As in the financial (and many other IT-related sectors, which is most sectors by now) it is not too hard to convince congressmen that technology is moving so fast that the government could not possibly understand enough to design, implement and execute enlightened regulation of it. Ironically, the underlying network and routing protocols under the hood of the Internet have not fundamentally changed in decades.
My three concluding recommendations related to network neutrality were not original, and both also apply to persistently unsolvable cybersecurity problems, since what network neutrality and cybersecurity have most in common is the lack of available empirical data on operational networks driving policy discourse. First, as S&T Division Director Doug Maughan has long and tirelessly argued, we must educate the lawyers. (Former FCC chairman Michael Powell has also suggested restructuring the FCC to have a much smaller fraction of them..)

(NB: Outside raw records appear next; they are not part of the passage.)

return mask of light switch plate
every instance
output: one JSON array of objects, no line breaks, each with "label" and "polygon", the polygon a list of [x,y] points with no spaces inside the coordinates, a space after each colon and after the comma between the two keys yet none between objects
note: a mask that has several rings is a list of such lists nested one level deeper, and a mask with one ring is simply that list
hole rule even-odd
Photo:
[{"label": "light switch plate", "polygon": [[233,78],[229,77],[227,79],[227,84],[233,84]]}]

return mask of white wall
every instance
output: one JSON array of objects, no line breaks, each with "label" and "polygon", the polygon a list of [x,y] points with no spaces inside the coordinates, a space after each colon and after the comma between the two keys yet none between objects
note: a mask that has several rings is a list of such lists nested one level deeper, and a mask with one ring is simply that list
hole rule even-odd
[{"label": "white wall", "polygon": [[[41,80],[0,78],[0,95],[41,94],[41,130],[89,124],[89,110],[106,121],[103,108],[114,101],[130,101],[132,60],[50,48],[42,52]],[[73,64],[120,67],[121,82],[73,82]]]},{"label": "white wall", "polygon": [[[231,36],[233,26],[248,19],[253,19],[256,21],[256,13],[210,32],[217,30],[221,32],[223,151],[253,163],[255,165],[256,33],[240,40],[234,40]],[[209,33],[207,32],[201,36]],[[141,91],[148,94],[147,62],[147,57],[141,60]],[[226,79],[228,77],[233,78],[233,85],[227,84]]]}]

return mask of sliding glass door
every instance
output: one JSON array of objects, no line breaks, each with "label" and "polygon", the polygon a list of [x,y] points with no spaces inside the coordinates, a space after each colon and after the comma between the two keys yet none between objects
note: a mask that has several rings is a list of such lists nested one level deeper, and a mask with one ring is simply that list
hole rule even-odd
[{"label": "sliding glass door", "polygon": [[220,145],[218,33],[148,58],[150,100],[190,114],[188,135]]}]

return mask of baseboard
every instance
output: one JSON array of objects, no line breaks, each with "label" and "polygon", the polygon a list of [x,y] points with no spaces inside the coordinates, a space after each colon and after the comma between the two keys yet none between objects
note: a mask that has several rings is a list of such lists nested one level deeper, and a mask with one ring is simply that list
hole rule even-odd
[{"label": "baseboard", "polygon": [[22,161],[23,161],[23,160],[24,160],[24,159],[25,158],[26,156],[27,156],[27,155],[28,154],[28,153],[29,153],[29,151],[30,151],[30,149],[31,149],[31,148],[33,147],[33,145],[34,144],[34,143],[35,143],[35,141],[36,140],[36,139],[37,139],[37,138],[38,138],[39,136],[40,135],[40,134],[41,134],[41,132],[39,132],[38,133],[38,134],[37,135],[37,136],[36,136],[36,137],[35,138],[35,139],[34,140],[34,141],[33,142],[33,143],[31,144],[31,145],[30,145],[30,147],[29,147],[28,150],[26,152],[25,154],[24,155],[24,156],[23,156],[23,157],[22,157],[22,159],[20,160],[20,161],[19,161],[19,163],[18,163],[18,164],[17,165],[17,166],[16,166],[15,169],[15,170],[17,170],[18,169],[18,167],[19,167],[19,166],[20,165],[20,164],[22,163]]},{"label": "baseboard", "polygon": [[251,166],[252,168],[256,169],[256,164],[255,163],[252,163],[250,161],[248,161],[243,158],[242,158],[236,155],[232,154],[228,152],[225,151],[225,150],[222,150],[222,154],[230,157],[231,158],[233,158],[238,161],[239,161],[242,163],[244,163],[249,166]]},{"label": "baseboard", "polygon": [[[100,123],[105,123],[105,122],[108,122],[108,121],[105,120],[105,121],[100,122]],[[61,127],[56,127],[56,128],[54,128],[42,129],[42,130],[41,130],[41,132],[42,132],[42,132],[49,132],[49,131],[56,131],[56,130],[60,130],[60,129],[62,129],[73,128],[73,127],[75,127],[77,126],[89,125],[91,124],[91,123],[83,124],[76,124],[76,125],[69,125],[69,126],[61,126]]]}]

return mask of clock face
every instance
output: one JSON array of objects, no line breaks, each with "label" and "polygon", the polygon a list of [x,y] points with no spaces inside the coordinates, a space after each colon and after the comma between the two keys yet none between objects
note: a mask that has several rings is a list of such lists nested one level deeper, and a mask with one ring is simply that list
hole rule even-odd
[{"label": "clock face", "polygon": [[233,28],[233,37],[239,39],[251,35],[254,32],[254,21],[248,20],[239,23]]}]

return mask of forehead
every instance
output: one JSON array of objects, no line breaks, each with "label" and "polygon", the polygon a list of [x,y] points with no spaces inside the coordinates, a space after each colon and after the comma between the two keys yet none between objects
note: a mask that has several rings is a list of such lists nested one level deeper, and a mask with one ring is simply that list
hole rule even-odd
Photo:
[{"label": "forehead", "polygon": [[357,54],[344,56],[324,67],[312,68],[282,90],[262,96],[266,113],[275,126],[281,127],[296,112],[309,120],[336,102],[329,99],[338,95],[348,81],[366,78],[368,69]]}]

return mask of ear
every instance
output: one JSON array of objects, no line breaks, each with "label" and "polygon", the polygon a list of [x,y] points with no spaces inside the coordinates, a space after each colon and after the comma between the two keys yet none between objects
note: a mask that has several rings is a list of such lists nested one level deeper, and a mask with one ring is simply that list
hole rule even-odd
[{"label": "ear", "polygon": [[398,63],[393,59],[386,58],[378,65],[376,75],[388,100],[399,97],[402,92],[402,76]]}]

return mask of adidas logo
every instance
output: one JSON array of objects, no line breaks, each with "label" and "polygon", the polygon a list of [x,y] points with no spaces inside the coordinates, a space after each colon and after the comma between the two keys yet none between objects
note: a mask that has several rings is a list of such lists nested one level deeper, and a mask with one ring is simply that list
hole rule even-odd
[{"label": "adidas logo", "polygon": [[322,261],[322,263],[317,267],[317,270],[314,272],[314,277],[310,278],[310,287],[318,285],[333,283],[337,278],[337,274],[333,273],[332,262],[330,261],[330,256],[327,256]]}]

Second, as fellow panelist Rob Frieden has long argued, the FCC should require more meaningful disclosure related to network management practices, performance characteristics, and terms and conditions of their broadband services. The gaping and unavoidable loophole of the FCC’s proposed network neutrality framework is that differential treatment of traffic based on content must only be allowed for “reasonable network management”, which includes anything related to security, a blithely moving and necessarily subjective target.
But it is precisely because the government is in no position to define and enforce “reasonable network management”, that the endgame must be that carriers do not have financial interest in the content of what they’re carrying — the same conditions that made the Internet possible. So my third recommendation is also a prediction — we must replace this broken unit of policy discourse with a more demonstrably productive one. The network neutrality meme is in the process of costing us another decade of empirically grounded debate, and it will ultimately fail to accomplish its own objective: non-discriminatory access to the infrastructure. The real solution, as history repeatedly has taught us with other critical infrastructures, is to structure (architect, regulate) the industry to financially separate the pipe owner from the providers delivering services over it. Pipe owners must not be able to monetize the semantics of the bits by design As the other panelists and other realists would assure you, structural separation is unlikey to happen in this country in the foreseeable future. Even non-discriminatory (“open”) access requirements will be hard to recover, despite the fact that in all countries with much higher penetration or much higher bandwidth to the home, such open access requirements exist. The structural separation meme has not yet really begun to spread, but history suggests it is merely a matter of time.